On Thursday, 25 February 2016 at 19:03:12 UTC, Steven Schveighoffer wrote:
On 2/24/16 3:47 PM, Ola Fosheim Grøstad wrote:
On Wednesday, 24 February 2016 at 18:06:19 UTC, Steven Schveighoffer wrote:
I'm quite glad D stuck with the same type for arrays and array slices.

And how will you get around this when not having a GC?


I don't follow. D's arrays will always have a GC.

If you have a different type of array, it's a different type, it can do whatever it wants.

Remember that a dynamic array does not necessarily refer to GC-allocated memory. The dynamic array operations don't care about that at all, but it does make it so that you can have a problem figuring out when it's okay to free the memory that you sliced them from if you start passing them around all over the place and potentially storing them. So, in that regard, the fact that a dynamic array doesn't really own or manage its own memory can complicate things when the dynamic array was not allocated via the GC (be it because it was sliced from malloced memory or sliced from a static array or whatever).

There's also the issue that some folks disable the GC, which doesn't prevent dynamic arrays from working aside from the few operations that require the GC, but it does mean that you to be that much more careful about how you use them.

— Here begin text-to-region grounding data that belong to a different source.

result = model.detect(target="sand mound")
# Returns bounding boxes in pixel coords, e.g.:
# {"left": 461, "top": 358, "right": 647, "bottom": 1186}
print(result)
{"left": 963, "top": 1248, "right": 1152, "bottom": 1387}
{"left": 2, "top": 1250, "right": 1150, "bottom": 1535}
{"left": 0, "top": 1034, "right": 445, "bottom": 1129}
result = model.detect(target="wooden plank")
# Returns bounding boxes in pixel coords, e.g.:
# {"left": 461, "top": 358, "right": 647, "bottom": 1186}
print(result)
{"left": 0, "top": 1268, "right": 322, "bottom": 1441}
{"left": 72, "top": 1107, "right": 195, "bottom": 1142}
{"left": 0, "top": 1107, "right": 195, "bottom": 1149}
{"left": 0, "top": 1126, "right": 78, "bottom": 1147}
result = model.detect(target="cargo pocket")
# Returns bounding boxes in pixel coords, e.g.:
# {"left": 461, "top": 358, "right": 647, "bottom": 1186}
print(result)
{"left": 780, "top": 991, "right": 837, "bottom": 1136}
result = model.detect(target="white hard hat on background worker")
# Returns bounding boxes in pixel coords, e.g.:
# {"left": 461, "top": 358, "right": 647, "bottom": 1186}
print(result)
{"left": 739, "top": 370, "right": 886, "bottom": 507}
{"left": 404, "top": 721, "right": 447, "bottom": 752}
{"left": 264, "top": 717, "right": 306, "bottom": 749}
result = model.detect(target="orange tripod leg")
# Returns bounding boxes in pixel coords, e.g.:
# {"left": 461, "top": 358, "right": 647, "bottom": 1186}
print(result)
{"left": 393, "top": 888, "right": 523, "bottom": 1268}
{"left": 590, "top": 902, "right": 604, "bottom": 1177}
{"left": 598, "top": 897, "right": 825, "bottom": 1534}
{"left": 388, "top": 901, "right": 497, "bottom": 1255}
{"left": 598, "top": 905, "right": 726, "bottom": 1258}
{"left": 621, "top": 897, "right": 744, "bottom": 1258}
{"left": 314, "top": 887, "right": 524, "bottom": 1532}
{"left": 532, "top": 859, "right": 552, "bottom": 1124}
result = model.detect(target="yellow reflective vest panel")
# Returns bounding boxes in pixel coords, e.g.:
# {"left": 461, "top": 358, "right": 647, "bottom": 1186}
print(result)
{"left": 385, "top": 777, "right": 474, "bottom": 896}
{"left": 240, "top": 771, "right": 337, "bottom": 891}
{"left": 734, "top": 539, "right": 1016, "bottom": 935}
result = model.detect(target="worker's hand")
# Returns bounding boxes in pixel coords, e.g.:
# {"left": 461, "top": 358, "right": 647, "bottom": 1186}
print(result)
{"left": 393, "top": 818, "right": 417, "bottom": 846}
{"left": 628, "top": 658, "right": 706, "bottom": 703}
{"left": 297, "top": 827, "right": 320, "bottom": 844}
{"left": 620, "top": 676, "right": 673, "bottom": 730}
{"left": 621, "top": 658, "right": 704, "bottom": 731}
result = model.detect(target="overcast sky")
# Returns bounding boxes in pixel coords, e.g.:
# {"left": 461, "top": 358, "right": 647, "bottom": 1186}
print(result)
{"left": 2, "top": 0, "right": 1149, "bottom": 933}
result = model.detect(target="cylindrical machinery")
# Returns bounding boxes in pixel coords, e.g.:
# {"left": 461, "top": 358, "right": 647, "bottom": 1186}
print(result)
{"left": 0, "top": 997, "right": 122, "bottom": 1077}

Personally, I think that using malloc or a static array to back a dynamic array works great if you're dealing with localized stuff that you're going to pass to pure, free functions (which therefore can't slice the dynamic array and store it elsewhere), but once you're dealing with dynamic arrays that get passed around and stored arbitrarily, it gets seriously iffy to slice malloced memory or static arrays and start passing those dynamic arrays around. It quickly becomes far more sensible to create a container that gives you range rather than deal with dynamic arrays.